Studio album by Stacey Earle
- Released: February 9, 1999
- Genre: Country
- Length: 53:25
- Label: Gearle Records
- Producer: Stacey Earle & The Jewels

Stacey Earle chronology
|  | Simple Gearle (1999) | Dancin' With Them That Brung Me (2000) |

= Simple Gearle =

Simple Gearle is the debut solo album by Stacey Earle, released independently through Gearle Records.
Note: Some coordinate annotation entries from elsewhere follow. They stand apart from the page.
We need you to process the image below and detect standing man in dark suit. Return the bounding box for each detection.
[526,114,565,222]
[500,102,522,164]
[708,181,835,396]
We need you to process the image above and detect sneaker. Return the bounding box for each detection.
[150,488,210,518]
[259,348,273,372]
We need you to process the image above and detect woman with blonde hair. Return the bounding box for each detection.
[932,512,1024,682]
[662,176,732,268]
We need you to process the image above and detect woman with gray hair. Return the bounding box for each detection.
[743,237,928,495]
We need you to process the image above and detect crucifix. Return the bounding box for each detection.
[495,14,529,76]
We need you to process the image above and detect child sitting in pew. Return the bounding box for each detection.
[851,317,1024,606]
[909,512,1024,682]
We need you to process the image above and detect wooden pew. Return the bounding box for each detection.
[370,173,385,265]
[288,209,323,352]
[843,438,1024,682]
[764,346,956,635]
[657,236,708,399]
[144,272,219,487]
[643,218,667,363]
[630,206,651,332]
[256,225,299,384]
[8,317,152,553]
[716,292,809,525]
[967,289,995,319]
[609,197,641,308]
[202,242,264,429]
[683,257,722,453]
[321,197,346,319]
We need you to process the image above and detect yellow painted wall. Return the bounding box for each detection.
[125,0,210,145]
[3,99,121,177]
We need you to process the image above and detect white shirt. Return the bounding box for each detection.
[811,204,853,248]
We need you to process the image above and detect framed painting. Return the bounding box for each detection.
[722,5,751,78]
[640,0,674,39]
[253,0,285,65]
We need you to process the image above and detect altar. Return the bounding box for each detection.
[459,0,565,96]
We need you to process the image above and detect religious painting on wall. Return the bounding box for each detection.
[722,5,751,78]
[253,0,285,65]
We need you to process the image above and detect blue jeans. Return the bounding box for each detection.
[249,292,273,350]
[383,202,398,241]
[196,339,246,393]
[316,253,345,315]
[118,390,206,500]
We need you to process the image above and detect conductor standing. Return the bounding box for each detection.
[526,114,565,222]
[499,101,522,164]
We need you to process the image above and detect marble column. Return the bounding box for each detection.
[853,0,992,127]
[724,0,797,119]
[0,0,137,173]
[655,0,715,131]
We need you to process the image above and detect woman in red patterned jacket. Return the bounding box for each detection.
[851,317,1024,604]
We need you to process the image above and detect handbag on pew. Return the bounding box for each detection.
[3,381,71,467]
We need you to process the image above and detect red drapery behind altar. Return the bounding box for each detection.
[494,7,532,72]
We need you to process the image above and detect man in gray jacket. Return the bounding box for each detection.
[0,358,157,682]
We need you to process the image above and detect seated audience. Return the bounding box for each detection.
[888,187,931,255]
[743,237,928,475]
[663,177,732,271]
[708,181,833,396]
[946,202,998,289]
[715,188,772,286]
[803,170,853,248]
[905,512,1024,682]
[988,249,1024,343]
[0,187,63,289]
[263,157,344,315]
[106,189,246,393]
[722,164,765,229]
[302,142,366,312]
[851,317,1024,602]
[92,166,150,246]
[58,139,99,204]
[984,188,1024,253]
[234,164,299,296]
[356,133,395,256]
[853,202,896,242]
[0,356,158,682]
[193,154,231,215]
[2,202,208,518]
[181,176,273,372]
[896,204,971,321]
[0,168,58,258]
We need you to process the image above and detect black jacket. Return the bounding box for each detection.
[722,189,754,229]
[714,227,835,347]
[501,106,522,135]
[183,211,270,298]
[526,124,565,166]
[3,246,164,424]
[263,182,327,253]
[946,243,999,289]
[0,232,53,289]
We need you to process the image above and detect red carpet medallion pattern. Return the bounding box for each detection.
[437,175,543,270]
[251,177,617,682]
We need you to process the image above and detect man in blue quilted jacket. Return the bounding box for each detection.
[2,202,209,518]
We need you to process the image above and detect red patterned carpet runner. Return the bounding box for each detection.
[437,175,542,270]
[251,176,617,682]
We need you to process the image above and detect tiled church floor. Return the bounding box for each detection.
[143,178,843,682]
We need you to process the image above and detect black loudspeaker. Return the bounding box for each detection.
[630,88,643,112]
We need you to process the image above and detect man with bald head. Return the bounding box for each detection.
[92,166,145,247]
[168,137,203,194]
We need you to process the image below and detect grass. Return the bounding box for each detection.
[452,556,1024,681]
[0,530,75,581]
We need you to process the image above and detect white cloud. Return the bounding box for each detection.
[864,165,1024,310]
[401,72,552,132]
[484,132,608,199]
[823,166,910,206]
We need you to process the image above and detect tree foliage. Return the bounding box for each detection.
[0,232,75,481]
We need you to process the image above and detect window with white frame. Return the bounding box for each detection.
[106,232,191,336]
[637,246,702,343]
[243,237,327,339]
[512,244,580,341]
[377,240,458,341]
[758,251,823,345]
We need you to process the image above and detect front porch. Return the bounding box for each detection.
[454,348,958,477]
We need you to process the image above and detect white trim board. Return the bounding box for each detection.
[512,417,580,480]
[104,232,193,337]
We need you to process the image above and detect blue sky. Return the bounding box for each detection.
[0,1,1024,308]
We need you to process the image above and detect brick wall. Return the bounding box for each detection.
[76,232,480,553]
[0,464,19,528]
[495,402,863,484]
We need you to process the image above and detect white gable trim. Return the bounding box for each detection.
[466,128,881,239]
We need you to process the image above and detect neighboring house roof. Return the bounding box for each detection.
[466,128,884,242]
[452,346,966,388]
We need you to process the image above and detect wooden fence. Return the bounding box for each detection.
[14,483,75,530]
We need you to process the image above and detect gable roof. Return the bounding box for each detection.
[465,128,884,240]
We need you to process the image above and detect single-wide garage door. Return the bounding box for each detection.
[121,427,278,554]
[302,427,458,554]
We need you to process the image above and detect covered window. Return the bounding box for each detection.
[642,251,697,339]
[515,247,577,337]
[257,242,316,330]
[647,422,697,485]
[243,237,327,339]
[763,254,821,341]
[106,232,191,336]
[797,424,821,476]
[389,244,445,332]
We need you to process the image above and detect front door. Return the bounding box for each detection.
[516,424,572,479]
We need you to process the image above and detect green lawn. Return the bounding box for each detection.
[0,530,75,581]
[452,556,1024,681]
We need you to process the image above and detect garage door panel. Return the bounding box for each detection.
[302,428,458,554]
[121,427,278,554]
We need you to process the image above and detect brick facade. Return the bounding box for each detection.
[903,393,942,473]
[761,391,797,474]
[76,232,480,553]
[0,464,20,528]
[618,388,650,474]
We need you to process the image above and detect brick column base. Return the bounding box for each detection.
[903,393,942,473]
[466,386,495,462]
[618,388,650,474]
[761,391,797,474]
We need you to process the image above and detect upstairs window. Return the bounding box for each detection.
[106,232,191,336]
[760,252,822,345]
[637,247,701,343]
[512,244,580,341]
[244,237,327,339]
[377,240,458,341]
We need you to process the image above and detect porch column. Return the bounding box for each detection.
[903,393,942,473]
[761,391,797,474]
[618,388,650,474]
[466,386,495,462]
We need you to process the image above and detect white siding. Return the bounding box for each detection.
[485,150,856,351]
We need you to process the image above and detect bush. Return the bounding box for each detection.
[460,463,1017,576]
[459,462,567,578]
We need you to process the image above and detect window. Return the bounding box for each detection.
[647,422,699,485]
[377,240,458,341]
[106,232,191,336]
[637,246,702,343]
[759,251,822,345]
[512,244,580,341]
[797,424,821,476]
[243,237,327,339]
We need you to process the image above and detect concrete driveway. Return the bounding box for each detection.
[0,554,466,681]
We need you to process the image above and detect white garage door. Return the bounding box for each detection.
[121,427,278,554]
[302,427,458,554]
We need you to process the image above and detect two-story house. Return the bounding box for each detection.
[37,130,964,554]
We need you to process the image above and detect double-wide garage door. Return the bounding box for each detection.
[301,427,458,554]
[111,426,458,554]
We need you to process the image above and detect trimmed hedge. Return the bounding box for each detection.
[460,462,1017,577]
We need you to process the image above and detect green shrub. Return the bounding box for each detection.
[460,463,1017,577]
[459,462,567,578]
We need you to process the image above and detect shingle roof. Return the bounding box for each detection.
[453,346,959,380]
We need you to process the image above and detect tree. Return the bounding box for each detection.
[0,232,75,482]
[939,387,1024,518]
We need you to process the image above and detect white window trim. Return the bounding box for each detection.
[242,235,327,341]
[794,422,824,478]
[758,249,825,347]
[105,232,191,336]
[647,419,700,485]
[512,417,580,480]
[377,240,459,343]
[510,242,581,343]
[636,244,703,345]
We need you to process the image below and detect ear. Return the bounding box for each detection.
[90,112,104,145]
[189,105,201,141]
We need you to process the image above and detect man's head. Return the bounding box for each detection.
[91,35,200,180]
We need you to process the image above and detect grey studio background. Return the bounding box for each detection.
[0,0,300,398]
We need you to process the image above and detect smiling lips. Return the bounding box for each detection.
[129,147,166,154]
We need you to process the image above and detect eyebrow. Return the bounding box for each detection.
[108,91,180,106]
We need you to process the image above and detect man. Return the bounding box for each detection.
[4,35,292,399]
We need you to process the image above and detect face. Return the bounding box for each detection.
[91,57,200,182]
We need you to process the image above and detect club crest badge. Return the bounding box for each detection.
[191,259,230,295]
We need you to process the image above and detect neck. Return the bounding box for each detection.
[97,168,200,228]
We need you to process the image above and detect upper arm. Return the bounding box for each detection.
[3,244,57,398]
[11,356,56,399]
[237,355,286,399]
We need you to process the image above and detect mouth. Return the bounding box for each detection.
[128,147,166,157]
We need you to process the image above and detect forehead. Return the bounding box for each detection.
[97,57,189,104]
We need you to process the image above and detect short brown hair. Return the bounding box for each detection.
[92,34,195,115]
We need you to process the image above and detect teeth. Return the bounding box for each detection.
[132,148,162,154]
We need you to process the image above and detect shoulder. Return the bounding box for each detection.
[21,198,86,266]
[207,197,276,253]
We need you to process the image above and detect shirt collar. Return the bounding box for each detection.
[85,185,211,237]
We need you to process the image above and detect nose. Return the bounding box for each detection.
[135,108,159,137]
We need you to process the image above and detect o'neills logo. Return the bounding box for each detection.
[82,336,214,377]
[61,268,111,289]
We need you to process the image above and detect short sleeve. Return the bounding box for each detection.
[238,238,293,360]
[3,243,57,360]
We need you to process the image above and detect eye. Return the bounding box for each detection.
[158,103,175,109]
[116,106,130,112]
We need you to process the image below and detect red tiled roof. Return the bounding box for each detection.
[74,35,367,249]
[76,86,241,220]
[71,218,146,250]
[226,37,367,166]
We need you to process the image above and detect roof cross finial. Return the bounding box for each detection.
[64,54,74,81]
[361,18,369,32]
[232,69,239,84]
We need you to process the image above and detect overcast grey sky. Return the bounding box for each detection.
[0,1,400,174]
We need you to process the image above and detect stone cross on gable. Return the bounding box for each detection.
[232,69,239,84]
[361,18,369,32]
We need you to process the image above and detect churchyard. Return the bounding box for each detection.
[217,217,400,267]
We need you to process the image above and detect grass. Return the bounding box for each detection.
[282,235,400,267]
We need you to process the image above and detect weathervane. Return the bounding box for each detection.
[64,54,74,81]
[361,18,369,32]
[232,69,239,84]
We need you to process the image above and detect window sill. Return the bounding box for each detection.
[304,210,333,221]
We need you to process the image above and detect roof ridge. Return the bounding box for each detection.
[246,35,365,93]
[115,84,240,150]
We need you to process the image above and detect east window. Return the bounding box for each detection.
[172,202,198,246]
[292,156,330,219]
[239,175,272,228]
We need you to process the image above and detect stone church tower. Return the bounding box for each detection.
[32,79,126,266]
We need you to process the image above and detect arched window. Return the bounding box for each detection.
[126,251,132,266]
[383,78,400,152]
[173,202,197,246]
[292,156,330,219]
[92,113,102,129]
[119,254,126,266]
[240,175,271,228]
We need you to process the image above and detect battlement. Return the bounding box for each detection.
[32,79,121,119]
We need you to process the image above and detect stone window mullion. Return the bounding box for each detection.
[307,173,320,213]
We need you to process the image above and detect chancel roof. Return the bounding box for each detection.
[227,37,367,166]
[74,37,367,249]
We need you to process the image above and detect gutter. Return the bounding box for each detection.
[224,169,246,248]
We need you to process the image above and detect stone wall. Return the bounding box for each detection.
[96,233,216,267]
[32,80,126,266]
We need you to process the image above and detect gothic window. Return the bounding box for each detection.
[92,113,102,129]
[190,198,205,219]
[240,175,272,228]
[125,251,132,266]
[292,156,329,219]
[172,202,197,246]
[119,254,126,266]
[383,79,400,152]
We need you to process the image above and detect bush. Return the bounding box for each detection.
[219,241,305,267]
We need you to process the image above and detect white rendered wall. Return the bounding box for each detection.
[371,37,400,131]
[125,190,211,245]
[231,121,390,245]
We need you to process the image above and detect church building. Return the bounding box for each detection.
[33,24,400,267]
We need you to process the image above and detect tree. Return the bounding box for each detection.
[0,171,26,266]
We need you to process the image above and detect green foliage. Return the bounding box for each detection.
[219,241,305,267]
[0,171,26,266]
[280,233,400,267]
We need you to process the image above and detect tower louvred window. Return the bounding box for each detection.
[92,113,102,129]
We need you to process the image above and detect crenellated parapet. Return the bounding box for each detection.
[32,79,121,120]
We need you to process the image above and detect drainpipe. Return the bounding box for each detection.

The back of the CD booklet lists the songs as if there were two sides, like on an old LP.

Professional ratings
Review scores
| Source | Rating |
| Allmusic |  |

==Track listing==

Side A
| No. | Title | Length |
|---|---|---|
| 1. | "Waiting" | 1:49 |
| 2. | "Wedding Night" | 4:20 |
| 3. | "Tears That She Cries" | 5:21 |
| 4. | "Next Door Down" | 4:35 |
| 5. | "Silly You (Dear Sweet Peggy)" | 4:22 |
| 6. | "Simple Gearle" | 2:30 |
| 7. | "Losers Weep" (with Steve Earle) | 4:58 |

Side B
| No. | Title | Length |
|---|---|---|
| 8. | "Cried My Heart Out" | 4:23 |
| 9. | "Weekend Runaways" | 3:30 |
| 10. | "Show Me How" | 3:23 |
| 11. | "If It Weren't For You" | 4:46 |
| 12. | "In My Way (For Frances)" | 5:00 |
| 13. | "Just Another Day" | 4:28 |
| Total length: |  | 53:25 |

==Musicians==
- Stacey Earle: Vocals, Acoustic Guitar
- Band: The Jewels (Michael Webb, John Gardener, Mark Prentice & Mark Stuart
- Steve Earle: Harmony Vocals on track 7
- Michael Webb: Accordion, Melodica, Mandolin
- John Gardener: Drums, Percussion
- Mark Prentice: Electric Bass, Fretless Bass, Upright Bass
- Mark Stuart: Vocals, Acoustic Guitar
- Andrea Zonn: Viola on track 13

==Production==
- Stacey Earle & The Jewels: Producers
- Paul Freeman: Assistant
- Gena Kennedy: Graphic Design
- Nathan Smith: Engineer, Mixing Engineer
- Eric Wolf: Mastering

All track information and credits were taken from the CD liner notes.